Pascal Boniface vient de publier « Je t’aimais bien tu sais : le monde et la France, le désamour ? », aux éditions Max Milo, « La géopolitique » aux éditions Eyrolles et « 50 idées reçues sur l’état du monde »‘, aux éditions Armand Colin. 

« Les juifs, les musulmans et la République » – 4 questions à Michel Wieviorka et Farhad Khosrokhavar

Tue, 14/03/2017 - 10:18

Farhad Khosrokhavar est spécialiste de la question de l’islam et de la radicalisation, Michel Wieviorka de la violence et de l’antisémitisme. Ils répondent à mes questions à l’occasion de la parution de l’ouvrage : « Les juifs, les musulmans et la République », aux éditions Robert Laffont.

Parmi les Juifs de France, vous distinguez d’un côté un monde communautaire aligné au gouvernement israélien qui peut donner de la voix et, de l’autre, ceux qui pensent autrement mais manquent d’espace pour s’exprimer. Pouvez-vous développer ?

Il existe une grande diversité parmi les Juifs de France, et il est vrai qu’en première approximation, on peut distinguer ceux qui relèvent d’un fonctionnement communautaire et ceux qui n’en relèvent pas. Le positionnement par rapport à Israël est lui aussi diversifié. Communautaires ou non, une grande majorité de Juifs est attachée à cet État. Enfin, les voix juives qui lui sont critiques ne sont pas si nombreuses et/ou audibles et vite soupçonnées d’antisionisme. Il est même arrivé, le grand penseur Edgar Morin en a fait la triste et injuste expérience, que certains y décèlent un antisémitisme étonnant, une sorte de haine de soi.

Les Juifs qui s’affirment visiblement dans l’espace public, sur un mode communautaire ou à titre institutionnel, s’expriment sans difficulté particulière, qu’il s’agisse d’afficher leur soutien à Israël ou de tout autre problème les concernant directement, à commencer par l’antisémitisme.

Les autres se répartissent en deux sous-groupes principaux. Le premier est strictement conforme au modèle républicain classique, celui qu’une formule célèbre du comte de Clermont-Tonnerre pendant la Révolution a ébauché quand il a énoncé qu’il fallait tout donner aux Juifs comme citoyens, et rien comme nation (entendre : comme communauté). Cette conformité pourrait être quelque peu paralysante, puisqu’elle attend des mêmes Juifs qu’ils ne s’expriment pas en tant que tels dans l’espace public mais en citoyens. En fait, elle ne réduit pas pour autant au silence cette partie des Juifs de France. Un deuxième sous-groupe est constitué de Juifs qui entendent s’exprimer comme tels, sans pour autant se réclamer d’une « communauté ». Ceux-là sont souvent critiques vis-à-vis des institutions juives, à commencer par le CRIF (Conseil représentatif des institutions juives de France), à qui ils reprochent souvent de coller inconditionnellement à la politique du gouvernement israélien.

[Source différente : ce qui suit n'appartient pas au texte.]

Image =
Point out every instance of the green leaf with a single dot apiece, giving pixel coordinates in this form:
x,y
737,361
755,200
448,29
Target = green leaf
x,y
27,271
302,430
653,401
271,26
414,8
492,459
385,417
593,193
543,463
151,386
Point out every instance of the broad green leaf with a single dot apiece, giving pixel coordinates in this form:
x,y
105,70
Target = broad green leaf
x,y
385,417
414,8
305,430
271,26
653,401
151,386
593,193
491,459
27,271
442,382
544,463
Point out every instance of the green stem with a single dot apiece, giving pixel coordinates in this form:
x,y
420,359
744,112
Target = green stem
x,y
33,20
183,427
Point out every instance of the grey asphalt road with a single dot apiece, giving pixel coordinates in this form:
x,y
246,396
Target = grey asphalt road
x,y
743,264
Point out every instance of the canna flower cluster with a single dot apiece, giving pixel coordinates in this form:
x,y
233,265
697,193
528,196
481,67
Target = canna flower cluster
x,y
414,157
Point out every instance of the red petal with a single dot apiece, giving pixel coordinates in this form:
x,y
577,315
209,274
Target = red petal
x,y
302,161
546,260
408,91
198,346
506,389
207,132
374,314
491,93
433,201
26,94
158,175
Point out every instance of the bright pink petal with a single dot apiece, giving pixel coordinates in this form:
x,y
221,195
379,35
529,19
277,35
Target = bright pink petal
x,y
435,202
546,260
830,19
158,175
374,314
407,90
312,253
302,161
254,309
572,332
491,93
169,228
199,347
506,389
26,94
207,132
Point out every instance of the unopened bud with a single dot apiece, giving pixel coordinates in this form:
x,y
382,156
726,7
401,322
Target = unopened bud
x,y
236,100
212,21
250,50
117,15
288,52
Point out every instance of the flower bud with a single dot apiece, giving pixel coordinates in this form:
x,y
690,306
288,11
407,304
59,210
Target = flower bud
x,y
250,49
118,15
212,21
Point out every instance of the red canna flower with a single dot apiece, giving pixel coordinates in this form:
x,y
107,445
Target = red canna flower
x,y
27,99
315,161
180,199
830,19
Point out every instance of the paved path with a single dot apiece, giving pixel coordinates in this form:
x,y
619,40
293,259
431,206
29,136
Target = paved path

Ainsi, dans l‘ensemble, le monde juif de France s’exprime de façon très paradoxale. Tous ou presque se réclament de la République et certains affichent un particularisme qui peut parfois être communautaire.

Vous estimez (p.94) que l’État met les musulmans et les juifs en situation d’injonction paradoxale. Qu’entendez-vous par là ?

Il y a de la part de l’État, mais aussi de bien des acteurs politiques et d’intellectuels, une injonction paradoxale vis-à-vis des musulmans fonctionnant par excès, et à l’inverse une absence de tout recul, du défaut s’il s’agit des Juifs.

Il y a excès quand il est demandé aux musulmans une chose et son contraire : « dans l’espace public, vous devez être des citoyens comme les autres, des individus, et ne pas apparaître comme musulmans, d’une part, et d’autre part : dites bien publiquement qu’en tant que musulmans, vous dénoncez l’islamisme radical et le terrorisme ! ». Ce qui est contradictoire et insupportable, en tous cas très désagréable, et lourd d’une certaine disqualification, d’un soupçon.

Pour les Juifs, c’est plutôt l’inverse : la mémoire de la Shoah rend difficile toute critique, et il leur est possible aussi bien d’être très visibles dans l’espace public, que de se réclamer avec force de la République la plus classique. D’où le sentiment, que nous rencontrons fréquemment chez des musulmans, d’avoir affaire par rapport aux Juifs à « deux poids deux mesures ».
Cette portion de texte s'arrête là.